What kind of telework do you do that you don't need childcare for? Do you think teleworkers do not get childcare? I'm REQUIRED by my employer to sign off that my children have childcare while I WFH. I also telework 5 days a week, spend $1,120 in aftercare because ya know, I actually work. And even despite telworking, we still have transportation costs. Very very few people anywhere int he DC area have no transportation costs, be in metro, uber, or personal car-especially people with children.

taking on a mortgage like you suggest at an amount of $3,940-$4,680 on that income is a fools errand.


I'm still trying to find the part where you explain how you got 30% for tax, because that calculation means your numbers are off by more than $2k per month.

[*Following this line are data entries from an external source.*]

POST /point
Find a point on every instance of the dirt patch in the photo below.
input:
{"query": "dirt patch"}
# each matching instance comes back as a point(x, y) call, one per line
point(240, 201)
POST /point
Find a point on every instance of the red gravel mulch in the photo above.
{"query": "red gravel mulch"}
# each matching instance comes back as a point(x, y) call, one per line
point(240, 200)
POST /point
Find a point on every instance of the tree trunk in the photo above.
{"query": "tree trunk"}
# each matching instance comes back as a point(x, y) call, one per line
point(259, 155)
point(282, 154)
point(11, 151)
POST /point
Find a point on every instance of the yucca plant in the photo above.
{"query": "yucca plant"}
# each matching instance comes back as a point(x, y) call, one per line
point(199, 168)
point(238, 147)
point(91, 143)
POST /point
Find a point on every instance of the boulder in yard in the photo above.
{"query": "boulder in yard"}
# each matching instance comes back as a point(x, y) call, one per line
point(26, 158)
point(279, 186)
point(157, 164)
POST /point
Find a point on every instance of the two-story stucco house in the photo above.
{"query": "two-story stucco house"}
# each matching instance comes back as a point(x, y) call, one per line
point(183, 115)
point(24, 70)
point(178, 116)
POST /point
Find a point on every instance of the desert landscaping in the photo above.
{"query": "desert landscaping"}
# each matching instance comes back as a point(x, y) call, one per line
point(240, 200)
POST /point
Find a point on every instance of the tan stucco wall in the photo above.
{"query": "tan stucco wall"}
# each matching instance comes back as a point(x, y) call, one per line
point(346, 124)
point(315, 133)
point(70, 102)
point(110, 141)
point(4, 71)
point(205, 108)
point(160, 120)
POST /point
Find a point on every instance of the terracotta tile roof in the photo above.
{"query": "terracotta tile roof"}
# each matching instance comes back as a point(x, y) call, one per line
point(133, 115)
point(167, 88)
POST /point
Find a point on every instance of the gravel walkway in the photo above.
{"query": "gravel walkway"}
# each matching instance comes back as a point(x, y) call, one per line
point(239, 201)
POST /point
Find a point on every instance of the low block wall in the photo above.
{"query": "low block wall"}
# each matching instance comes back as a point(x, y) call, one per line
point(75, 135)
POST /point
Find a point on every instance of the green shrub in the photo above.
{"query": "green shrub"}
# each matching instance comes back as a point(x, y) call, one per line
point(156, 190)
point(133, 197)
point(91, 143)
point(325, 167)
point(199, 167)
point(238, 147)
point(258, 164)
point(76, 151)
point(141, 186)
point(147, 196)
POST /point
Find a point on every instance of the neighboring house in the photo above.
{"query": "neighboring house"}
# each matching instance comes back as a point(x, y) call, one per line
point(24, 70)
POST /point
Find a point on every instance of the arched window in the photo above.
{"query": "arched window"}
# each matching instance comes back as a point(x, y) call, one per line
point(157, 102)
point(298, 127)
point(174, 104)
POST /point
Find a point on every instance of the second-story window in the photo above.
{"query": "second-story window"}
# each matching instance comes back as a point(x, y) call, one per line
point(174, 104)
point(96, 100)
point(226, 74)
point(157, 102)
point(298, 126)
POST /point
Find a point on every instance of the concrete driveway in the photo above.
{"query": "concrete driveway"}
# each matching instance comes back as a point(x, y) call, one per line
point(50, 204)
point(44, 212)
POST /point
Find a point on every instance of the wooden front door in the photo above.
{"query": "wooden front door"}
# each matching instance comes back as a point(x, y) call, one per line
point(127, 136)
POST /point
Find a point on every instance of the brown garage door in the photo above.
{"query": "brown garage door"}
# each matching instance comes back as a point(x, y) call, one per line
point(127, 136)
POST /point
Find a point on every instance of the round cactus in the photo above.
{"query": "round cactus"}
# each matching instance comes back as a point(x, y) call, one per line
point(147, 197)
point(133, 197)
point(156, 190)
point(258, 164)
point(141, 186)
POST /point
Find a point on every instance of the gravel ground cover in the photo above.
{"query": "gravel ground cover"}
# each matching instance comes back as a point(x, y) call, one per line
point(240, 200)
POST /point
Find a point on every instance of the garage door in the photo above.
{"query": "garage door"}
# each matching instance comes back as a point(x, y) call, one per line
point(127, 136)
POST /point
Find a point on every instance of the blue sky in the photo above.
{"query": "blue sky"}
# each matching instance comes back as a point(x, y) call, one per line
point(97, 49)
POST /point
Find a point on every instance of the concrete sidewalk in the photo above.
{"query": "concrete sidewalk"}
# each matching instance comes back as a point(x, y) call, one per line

Some things like insurance will go up, and some things like childcare will disappear. But in any case, if OP splits the difference and puts 20% down on a $875k house, they will have $125k left over for other expenses and savings. That's in addition to the $7,300 or more that's left over according to your numbers (with a more realistic tax calculation).


NP, but what? I'm making 225k and end up paying about 25% when all is said and done. Thank you AMT. Let's hope Trump's plan changes that!
Anonymous
Anonymous wrote:We had $100K down, went to $915K with an income unit that gets us $2200/month. HHI = $275K, I have student loans.

I'm OK with the debt, we are doing well on the cash. Fully invested, have ample emergency funds, plus I am fully vested in my defined benefit pension.

Location, location, location.


You make 25% more than the OP. Your situation is not relevant.